Attari/Amritsar/Ambala/Chandigarh/Delhi, cold and foggy
On the last day of the year our visa for Pakistan would expire, so there we were at a very quiet border office getting ourselves and our bikes stamped into India. Although India is famous for its bureaucracy this was one of the fastest and hassle-free border crossings so far. After many weeks of Islamic culture we now found ourselves amidst the Newyear festivities of the Sikhs at the Golden temple in Amritsar. The main pillars of the Sikh religion are to honestly earn with hard work, and equality of all people, including different races, religions, and sex. The Sikh are impressive people, large and strongly build with beautiful turbans in a variety of colours and a diversity of folding methods. One very insistent Sikh invited us to sleep at the complex, for free, an offer we, Dutchies, could not resist. Our Turkish friends Hakan and Sandan also decided to stay at the dormitory, so we parked the motorbikes in the communal bike park and joined the large crowd of Sikhs to visit the temple. It was rather cold, so we did not really enjoy the fact that we had to walk barefooted on the white marble floors, but at least we were ‘allowed’ to cover our heads (women and men). The holy center of the complex consisted of a rectangular pond, called the pool of nectar, surrounded by a marble walkway. In the middle of the pond there was a small temple with a golden roof, which could be reached by a bridge. Here the holy books were on display. Clergy men were chanting, musicians were playing and flowers were sprinkled around, while pilgrims kissed the doorstep or gazed in full admiration at the holy scriptures.
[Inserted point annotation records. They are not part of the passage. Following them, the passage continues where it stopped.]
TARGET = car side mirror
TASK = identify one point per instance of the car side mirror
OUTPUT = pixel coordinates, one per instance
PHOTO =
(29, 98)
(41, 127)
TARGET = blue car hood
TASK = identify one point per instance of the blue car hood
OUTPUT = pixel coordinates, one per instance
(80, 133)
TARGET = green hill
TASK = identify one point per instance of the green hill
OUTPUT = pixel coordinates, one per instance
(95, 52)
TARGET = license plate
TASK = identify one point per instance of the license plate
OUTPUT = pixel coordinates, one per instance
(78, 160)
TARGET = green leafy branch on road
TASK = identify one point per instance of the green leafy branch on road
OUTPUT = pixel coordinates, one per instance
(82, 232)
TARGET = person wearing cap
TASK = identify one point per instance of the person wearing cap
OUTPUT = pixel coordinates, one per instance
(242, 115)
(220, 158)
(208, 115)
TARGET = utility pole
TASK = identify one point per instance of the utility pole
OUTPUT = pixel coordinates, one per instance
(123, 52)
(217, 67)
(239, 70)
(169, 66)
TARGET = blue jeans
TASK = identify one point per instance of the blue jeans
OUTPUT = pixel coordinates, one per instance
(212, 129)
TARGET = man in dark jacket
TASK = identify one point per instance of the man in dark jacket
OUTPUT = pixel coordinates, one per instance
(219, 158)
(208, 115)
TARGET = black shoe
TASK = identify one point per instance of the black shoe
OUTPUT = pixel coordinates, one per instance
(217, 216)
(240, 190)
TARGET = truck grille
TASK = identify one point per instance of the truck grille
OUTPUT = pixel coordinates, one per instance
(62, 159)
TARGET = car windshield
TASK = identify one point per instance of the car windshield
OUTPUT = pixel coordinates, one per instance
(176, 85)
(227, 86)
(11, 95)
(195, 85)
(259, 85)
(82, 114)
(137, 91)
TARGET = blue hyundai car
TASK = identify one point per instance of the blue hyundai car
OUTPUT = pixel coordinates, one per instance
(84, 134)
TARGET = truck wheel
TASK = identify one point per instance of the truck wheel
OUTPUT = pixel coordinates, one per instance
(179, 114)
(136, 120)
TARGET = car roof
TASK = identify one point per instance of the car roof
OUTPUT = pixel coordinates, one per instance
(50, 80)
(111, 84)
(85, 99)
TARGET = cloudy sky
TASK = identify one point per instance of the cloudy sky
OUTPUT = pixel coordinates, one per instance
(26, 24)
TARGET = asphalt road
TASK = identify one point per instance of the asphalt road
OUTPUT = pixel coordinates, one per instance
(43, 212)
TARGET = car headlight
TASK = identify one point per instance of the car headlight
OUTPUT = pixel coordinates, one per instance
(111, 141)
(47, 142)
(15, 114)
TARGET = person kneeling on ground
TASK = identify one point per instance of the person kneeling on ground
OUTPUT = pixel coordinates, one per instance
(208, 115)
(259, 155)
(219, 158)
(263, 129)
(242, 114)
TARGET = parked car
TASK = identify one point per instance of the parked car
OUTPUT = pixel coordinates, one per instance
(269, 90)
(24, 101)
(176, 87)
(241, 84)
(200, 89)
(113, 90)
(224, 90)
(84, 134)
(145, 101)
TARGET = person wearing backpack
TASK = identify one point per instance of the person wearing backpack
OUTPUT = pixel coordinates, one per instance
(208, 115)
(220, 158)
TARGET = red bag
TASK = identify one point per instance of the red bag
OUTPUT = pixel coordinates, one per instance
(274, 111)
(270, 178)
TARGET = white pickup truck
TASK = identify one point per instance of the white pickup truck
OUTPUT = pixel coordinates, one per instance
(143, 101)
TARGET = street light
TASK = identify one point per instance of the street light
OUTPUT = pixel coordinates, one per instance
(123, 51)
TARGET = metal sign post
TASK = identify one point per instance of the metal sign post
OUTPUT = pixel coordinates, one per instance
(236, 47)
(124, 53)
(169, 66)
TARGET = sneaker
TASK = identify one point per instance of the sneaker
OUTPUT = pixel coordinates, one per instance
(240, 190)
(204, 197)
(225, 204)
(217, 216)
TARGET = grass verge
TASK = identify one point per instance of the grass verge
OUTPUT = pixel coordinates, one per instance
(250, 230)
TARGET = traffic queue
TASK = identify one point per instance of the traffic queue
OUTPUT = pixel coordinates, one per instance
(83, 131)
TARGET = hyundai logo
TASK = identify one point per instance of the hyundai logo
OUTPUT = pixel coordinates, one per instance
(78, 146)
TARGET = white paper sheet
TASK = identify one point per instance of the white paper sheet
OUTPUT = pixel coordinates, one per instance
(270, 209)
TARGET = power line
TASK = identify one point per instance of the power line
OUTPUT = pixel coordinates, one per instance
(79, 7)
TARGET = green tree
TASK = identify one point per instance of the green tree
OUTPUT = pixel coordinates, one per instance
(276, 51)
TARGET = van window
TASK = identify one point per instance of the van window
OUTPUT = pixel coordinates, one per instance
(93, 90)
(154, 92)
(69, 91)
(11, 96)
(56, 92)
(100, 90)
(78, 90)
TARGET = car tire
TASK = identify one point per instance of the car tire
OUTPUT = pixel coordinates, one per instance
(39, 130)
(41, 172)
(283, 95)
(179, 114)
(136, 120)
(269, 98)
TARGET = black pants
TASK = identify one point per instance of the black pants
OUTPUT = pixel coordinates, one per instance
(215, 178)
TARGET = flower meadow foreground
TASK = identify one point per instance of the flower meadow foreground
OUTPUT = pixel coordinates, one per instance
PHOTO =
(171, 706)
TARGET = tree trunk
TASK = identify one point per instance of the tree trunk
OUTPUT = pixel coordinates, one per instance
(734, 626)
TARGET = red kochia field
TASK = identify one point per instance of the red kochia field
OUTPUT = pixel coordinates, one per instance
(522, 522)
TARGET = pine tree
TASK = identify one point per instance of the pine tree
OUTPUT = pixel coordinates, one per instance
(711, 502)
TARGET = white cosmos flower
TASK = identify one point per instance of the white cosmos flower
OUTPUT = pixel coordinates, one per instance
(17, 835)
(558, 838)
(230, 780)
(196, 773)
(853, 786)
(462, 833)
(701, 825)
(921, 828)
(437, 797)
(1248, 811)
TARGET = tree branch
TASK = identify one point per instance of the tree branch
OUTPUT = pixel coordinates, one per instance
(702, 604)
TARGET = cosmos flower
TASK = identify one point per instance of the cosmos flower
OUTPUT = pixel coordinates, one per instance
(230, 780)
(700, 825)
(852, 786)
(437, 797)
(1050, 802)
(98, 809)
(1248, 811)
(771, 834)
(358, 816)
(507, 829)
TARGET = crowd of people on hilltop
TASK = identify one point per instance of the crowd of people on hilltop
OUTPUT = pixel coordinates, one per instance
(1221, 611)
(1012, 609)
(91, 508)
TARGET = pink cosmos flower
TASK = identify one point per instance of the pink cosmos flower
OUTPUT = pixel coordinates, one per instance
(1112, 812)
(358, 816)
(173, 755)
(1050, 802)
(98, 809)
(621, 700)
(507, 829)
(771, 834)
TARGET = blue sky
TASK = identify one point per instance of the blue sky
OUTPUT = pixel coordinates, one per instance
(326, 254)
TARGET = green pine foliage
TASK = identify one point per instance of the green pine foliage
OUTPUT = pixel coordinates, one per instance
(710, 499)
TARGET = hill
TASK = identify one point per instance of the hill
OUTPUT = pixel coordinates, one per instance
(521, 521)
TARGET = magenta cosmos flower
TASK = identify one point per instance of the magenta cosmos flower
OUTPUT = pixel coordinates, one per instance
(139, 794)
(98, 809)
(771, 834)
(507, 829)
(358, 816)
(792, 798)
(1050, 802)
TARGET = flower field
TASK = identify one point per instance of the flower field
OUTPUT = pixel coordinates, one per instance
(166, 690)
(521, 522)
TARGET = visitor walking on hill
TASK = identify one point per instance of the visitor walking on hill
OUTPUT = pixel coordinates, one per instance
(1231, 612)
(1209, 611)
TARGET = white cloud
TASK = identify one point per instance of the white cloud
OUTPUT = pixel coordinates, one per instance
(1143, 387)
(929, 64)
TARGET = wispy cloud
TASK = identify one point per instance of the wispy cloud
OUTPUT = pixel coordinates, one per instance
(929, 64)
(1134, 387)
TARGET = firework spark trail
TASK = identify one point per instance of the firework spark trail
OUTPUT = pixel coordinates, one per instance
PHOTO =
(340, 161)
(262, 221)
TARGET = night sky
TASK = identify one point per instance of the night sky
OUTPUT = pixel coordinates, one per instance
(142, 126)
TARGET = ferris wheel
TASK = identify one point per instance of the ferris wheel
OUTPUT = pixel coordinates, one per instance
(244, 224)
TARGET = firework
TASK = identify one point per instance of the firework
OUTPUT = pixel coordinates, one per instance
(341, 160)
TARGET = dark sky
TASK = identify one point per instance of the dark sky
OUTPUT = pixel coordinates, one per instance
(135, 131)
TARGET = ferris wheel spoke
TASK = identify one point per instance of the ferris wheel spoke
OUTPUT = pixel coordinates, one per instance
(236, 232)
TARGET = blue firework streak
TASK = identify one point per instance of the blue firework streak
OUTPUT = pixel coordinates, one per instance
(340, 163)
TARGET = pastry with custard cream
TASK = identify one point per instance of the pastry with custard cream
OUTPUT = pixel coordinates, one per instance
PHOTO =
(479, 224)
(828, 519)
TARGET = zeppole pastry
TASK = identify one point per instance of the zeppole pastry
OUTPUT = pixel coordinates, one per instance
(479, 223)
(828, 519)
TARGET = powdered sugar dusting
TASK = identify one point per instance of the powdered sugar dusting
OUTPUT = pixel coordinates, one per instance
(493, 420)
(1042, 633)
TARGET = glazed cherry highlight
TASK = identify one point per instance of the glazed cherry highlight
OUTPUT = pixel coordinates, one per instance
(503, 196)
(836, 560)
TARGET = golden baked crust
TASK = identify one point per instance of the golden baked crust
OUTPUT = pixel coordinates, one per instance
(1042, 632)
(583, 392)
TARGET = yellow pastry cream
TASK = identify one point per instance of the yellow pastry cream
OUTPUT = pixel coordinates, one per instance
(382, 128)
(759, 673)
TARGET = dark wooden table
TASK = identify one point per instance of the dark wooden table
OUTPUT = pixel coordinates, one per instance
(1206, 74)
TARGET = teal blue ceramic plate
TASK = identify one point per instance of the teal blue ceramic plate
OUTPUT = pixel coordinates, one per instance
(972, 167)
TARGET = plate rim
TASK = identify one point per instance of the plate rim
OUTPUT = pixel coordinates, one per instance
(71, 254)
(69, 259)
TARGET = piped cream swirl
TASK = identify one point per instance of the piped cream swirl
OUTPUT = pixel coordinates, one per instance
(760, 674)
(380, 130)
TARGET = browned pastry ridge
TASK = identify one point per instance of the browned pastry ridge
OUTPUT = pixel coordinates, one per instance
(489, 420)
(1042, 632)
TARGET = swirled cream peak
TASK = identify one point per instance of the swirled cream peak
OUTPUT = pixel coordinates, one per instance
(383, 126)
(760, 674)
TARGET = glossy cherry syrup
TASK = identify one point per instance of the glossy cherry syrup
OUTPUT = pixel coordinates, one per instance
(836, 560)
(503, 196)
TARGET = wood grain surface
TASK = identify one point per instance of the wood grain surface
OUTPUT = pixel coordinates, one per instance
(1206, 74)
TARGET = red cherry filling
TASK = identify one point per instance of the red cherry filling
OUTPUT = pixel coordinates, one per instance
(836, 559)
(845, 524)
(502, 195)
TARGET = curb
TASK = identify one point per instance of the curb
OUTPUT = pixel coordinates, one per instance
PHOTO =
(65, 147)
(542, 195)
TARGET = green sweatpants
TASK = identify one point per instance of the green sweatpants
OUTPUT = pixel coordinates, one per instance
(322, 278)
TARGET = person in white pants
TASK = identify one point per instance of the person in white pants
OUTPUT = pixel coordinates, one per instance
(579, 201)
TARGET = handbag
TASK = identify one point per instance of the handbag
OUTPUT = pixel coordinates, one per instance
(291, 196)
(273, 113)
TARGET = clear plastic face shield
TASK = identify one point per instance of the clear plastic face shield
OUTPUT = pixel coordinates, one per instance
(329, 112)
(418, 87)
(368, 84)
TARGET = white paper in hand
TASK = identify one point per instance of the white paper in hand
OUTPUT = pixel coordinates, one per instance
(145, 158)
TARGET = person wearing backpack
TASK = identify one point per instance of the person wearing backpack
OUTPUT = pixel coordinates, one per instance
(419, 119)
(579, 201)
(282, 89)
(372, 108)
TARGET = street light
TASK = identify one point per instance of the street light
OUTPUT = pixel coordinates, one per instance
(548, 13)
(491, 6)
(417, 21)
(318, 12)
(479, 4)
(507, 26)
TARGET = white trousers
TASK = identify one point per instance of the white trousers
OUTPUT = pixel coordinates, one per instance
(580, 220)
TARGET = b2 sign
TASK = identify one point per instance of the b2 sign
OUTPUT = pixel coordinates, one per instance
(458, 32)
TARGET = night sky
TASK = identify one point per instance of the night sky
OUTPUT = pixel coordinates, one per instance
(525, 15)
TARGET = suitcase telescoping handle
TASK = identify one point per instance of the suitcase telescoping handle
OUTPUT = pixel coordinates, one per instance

Although we did not completely understand all of the rituals, the atmosphere was spiritual and inviting at the same time. After the visit we joined for a free meal in the large dining hall, where plates and food are handed out to thousands of pilgrims every day with army precision. In the background you could hear the rhythmic sound of plate washing by a large group of volunteers. Unfortunately no alcohol allowed, so Newyear’s eve was spent sober.
After two days of surviving the Indian traffic we arrived in Delhi, where the traffic chaos came to its climax. Every square inch of tarmac was occupied by tuktuks, trucks, buses, small motorbikes, bicycle riksjas, pedestrians, sellers with carts, dogs, cows and what more and as soon as there was a small passage all of them would try to conquer this piece of empty space. We managed to maneuver through this chaos to arrive at the Landmark Inn hotel. Through our friends in Pakistan we were connected with the Indian motorbike travel club “60 kph”, who happened to have a meeting in Delhi this time of year. We were heartily welcomed and joined in the 11th anniversary party with cake and beers. The guys invited us to tack along on their five-day camping trip, even though our Yamaha’s really stood out against the flock of Enfields. The first night was to be spend on the river banks of the Ganga. Ten meters short of this site, I managed to get my bike stuck into the mud and when Paul and some other guys came to my rescue, Paul’s bike was sucked deep into the drift sand… The 60kph manpower was not enough to get the bike out, luckily the local villagers took on the challenge and about two hours later Paul’s bike emerged from the mud. Unfortunately, the fun was not over yet, Paul’s bike’s clutch was burned… So we were forced to return to the chaos of Delhi to visit Kaulson’s motorcycle workshop, the best big bike repair shop around. Paul and his bike limped back at an impressive speed of 30 km/h – on the flat bits-, and I followed patiently, feeling sorry for Paul and d’n uitvreter, 150 kms never took so long! Vijay at Kaulson was a great help and reassured us everything would turn out fine. Since spare parts had to be flown in from Singapore, which would take a while, we were demoted to backpackers for a few weeks. Given the challenging Indian traffic, this felt like a blessing.